Can you give us insights or fun facts about the development of this game?
Because of Risk’s longstanding popularity in the board game community, we felt it was important to give it extra testing and decided to run an internal, single elimination Risk Tournament – the winner got to go home with a brand new Wii console. Needless to say, we had over 50 people enter the tournament. Schedules were set up and the smack talk started infiltrating the water cooler area almost instantaneously.
In order to minimize any unfair advantage from those people working directly on the game, each tournament was set up to run with two human players and one computer AI. Despite fears of setting up a fixed tournament, every single person involved in the game development lost in the first round (and yes, as executive producer, I lost in a mere 4 turns to someone who had never even played the game before), thus proving that the game really could transcend to all levels of play and identifying AI that needed a bit of, er, fixing before declaring the title Gold Master.
The final game was set with four players competing head-to-head in the main entryway of the company. Inside bets were placed and the jeering began. With alliances being made and redrawn throughout the game, the crown finally went to Sam, the man with patience of steel from the IT Department.
What makes Risk special, and why should people vote for it?
Risk has been around for ages and has been a longtime favorite of strategy board game players. Diehard fans would challenge up to 5 friends simultaneously, often requiring the game to be set up in a safe place where the dog or cleaning services (if played in the office, ahem) would not disrupt the progress already made. In addition, to really get the full value, you needed at least 2 other people of comparable skill to make the game fun.

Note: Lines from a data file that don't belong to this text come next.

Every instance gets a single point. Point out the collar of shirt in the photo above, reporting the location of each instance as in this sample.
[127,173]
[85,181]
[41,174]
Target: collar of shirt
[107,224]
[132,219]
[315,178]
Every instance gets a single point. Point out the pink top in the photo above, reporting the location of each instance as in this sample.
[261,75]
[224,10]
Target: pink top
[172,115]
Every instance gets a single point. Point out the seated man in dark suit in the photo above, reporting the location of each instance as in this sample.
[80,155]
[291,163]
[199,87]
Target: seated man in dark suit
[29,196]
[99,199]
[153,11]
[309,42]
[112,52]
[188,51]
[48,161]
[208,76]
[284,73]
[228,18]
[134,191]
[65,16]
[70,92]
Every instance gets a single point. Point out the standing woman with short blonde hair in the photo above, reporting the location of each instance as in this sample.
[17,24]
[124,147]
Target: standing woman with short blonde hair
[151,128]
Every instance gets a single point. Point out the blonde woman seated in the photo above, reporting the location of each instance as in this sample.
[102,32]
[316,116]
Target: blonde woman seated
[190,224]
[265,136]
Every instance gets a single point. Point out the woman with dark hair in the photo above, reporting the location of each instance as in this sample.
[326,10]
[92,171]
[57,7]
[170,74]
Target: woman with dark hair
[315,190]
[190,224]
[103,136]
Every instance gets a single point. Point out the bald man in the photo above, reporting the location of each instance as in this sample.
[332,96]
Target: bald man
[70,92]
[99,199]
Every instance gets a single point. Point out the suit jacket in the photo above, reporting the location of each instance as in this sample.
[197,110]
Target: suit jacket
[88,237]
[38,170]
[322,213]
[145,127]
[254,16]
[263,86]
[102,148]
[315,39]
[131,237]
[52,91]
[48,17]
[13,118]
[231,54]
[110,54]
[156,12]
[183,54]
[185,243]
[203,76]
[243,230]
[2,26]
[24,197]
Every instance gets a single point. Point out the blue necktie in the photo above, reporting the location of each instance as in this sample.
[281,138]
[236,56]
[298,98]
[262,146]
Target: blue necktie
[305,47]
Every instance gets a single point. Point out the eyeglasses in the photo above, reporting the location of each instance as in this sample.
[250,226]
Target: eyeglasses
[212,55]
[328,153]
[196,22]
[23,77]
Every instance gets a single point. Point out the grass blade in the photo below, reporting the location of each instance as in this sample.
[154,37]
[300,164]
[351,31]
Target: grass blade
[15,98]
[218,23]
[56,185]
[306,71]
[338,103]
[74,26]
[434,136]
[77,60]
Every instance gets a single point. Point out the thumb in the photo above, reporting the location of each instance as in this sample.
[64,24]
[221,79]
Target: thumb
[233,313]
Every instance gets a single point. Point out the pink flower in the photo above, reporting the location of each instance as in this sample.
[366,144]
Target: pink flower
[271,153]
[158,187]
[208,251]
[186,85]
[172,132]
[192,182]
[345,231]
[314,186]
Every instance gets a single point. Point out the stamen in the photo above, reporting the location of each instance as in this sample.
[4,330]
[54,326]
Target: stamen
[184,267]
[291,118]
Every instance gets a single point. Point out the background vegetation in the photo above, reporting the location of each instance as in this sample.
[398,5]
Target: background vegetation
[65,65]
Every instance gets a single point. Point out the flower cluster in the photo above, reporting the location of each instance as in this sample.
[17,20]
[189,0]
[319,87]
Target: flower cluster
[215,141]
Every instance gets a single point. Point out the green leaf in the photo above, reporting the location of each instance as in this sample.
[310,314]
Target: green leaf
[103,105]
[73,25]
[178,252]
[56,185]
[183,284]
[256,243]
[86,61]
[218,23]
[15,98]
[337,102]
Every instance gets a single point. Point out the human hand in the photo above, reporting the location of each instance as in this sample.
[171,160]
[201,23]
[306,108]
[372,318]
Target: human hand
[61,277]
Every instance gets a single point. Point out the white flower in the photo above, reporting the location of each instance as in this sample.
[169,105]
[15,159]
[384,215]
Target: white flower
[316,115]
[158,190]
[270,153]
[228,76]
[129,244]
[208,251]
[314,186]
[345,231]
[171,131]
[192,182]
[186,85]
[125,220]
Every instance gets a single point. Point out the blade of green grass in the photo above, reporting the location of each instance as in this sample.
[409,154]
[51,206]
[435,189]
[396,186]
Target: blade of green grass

While praying on nubes can help you win, it’s not as rewarding as beating a true aficionado. To tackle these problems, we put in a few hooks that would allow players to set the pace they were comfortable playing – claim each territory one at a time or let the computer do it for you instantaneously; continue to attack (or defend) without rolling the dice each time; or get immediate results for an entire battle played instantly (especially helpful with fortified territories of 100 units or more).
Plus, we provided multiple levels of AI that would allow you to either play against the computer (at your leisure), with friends (for bragging rights), or a combination of both to allow for some outside forces that are outside of your control. These changes have truly made this game the licensor’s favorite of all Risk games that have been published to date.
Besides your own games of course, what other games impressed you in 2007?
I happen to be a huge fan of Rock Band. My son and I loved playing Guitar Hero, but immediately got hooked on Rock Band where the entire family can play at once, claiming their own rights to their favorite instrument. Balancing it to individual levels of expertise and including great songs was pure genius.
If you win a Zeeby, how do you plan to celebrate (aside for going to Disneyworld, of course)?
Why, have a Zeeby likeness etched onto a cake for all to celebrate, of course. We have a local favorite watering hole for celebrations like these – 21st Amendment. A round of drinks with stories of the tournament are sure to kick off the excitement along with reminiscing of who should really have taken home the Wii.
Any final words for your fans?
We hope you enjoy the game – we had a lot of fun putting it together and hope you see the endless fun that was intended with this classic board game.